Most people don’t spend much time thinking about global issues, such as sanitation. But four Wisconsin plumbers will help Team USA compete in a world plumbing challenge to bring sanitation to India’s poor.
In the town of Nashik, India, there are 500 students sharing two bathrooms. Both of those bathrooms are dirtied with feces and dirt on walls and floors and are the only ones the students have access to. The job of Team USA is to remedy these issues.
Adam Koenigs is one of the plumbers representing the United States. He told local news station ABC 2 in Green Bay, WI, that, “It’s difficult to understand what we’re going to see when we get there. It’s a whole different world.”
Koenigs is joined on Team USA by a plumbing apprentice, Peter Hollmaier, and two engineers from Milwaukee. They will compete with other nations to help solve the school’s plumbing problems and sanitation.
Koenigs says the main goal is to promote “good hand-washing and good way to get rid of waste.”
However, the issue goes much farther than that. A coach for the team, Randy Lorge, explains, “Most of the sicknesses are being related to simple hand-washing.”

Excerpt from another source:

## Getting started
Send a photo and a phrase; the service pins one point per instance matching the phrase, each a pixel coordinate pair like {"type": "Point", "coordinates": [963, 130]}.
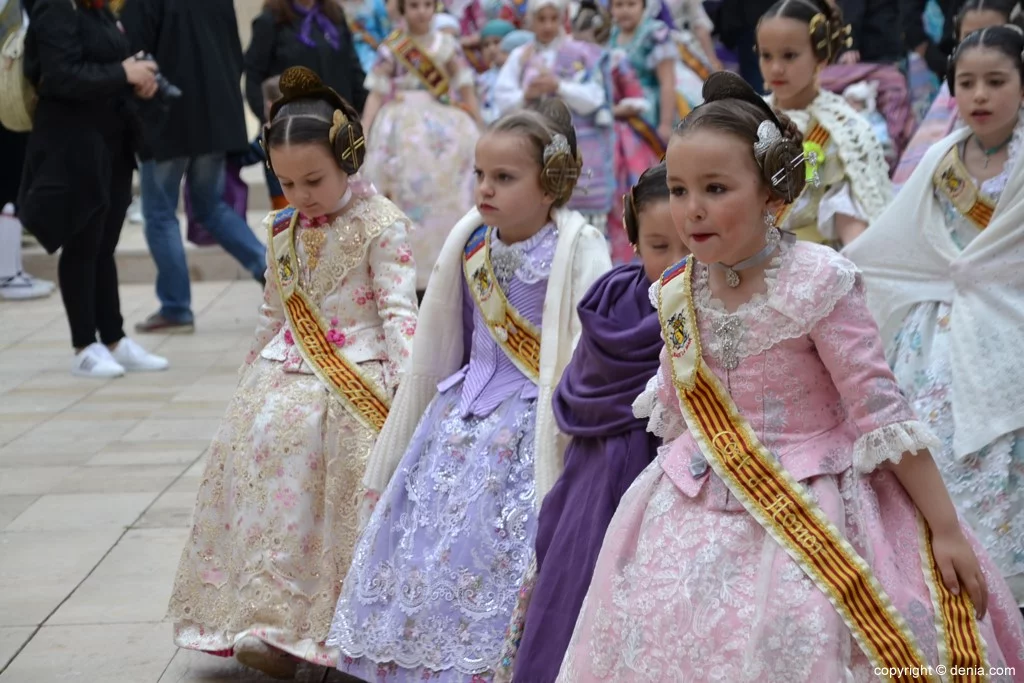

Over two billion people around the world do not have access to clean bathrooms according to the World Health Organization (WHO). In addition, about one billion defecate in the open, which can lead to dangerous health issues in small, cramped communities.
India accounts for many of those people, and with a population of 1.5 billion in a country half of America’s size, it’s a major concern.
“Imagine no bathrooms, no toilets, in some areas of the city that we’ll be in,” says Lorge. “So many people think that plumbing is just about putting pipes together. It’s their purpose as a tradesman to provide safe, potable water.”
The biggest issue the team faces is solving these issues without installing modern plumbing systems, because it would require modern plumbing tools for upkeep. The plan, once the teams competing have figured out solutions, is to implement their system across India, where they wouldn’t have access to modern tools for maintenance.
“The wealth isn’t there,” says Lorge, “so they’re not going to have the same type of tools that we are going to have right here in Appleton.”
The plumbing competition traveled to Singapore last year and is part of a five-year plan to fix plumbing problems in developing countries. The idea is to fix some of the biggest issues facing each country.
Lorge says, “This is the pinnacle of what I do — to be able to take this over there and do something like this.”
“I’m prepared for feelings that I can’t even imagine,” Koenigs added.